This year has not exactly been the best of times for the UK housing market, with the early stages of lockdown causing the number of house sales being completed to drop by 70%.

In response, the reduced rates of Stamp Duty Land Tax (SDLT) were introduced for the period running from 8 July 2020 to 31 March 2021.  The deadline for these reduced rates is fast approaching, and in real terms may be closer than most would think.

The SDLT ‘holiday’ saw the threshold for paying SDLT lifted from £125,000 to £500,000, which, it was estimated, would result in an average saving of £4,500 and would lead to nine out of ten home buyers not having to pay any SDLT.

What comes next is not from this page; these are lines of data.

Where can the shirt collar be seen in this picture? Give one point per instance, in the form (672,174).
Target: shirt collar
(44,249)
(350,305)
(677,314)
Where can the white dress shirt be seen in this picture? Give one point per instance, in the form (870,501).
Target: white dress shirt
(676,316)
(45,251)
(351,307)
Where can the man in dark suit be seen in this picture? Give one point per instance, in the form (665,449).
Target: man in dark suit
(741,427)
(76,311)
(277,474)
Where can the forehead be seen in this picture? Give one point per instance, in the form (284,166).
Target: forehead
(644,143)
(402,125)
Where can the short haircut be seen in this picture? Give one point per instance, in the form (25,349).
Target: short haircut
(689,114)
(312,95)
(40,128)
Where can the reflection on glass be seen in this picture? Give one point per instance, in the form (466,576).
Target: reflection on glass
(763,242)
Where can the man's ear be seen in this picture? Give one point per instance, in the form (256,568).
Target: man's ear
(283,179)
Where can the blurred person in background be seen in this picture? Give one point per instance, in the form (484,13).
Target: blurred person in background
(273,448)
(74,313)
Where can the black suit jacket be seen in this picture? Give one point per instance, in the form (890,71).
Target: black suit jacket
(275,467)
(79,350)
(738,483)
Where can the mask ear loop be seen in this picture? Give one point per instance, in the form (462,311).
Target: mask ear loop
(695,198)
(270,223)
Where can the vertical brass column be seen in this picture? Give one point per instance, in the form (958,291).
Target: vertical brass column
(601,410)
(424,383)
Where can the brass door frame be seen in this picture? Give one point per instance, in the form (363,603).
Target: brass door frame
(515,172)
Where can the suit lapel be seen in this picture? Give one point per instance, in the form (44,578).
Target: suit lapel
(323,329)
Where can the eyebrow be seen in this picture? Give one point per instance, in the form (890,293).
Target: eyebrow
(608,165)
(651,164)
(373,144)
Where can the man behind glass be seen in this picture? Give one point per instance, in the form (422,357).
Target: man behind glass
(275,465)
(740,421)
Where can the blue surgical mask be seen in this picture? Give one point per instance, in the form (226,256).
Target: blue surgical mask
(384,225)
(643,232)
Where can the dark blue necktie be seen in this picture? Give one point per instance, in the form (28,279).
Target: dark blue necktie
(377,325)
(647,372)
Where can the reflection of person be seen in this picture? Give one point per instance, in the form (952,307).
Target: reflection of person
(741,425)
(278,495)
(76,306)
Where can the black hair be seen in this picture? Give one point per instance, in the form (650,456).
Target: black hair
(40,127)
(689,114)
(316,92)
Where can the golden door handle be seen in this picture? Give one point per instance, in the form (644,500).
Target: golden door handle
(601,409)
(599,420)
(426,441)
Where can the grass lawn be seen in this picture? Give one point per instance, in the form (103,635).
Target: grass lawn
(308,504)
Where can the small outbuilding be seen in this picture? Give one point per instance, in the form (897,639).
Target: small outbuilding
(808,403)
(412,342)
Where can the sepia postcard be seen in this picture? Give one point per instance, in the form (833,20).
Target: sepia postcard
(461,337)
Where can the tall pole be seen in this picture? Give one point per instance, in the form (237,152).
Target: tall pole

It is currently assumed that the original SDLT regime will be reinstated after the 31 March 2021 deadline, with the ‘pre-holiday’ rates applying to any sale not completed by this date.

The UK housing market has staged a spectacular recovery following the reduced SDLT rates; research by Halifax, for example, found that average house prices post lockdown spiked to a new record high in June of this year, hitting a peak of £238,000.

This was followed by a rise in July, up to £241,604.  Meanwhile, the number of new properties being listed, which had slumped to below a thousand per week at the height of the lockdown restrictions, had risen to the pre-lockdown levels of February (6000-7000 per day).

This rise has been echoed in the number of properties being exchanged, which had also recovered to pre-lockdown levels. This makes for great news for the market and the economy, but may be cause for concern for those looking to squeeze their move in before the 31 March 2021 deadline.

The current backlog in conveyancing caused by the lockdown, coupled with the number of estate agents still at reduced capacity, means that the conveyancing process is taking much longer than normal.  This is particularly true in those areas experiencing high demand.

The average timescale for a house sale from listing to moving into the property, pre-COVID-19, was 187 days.  At the time of writing, there are 183 days between now and 31 March 2021. The deadline is closer than you think.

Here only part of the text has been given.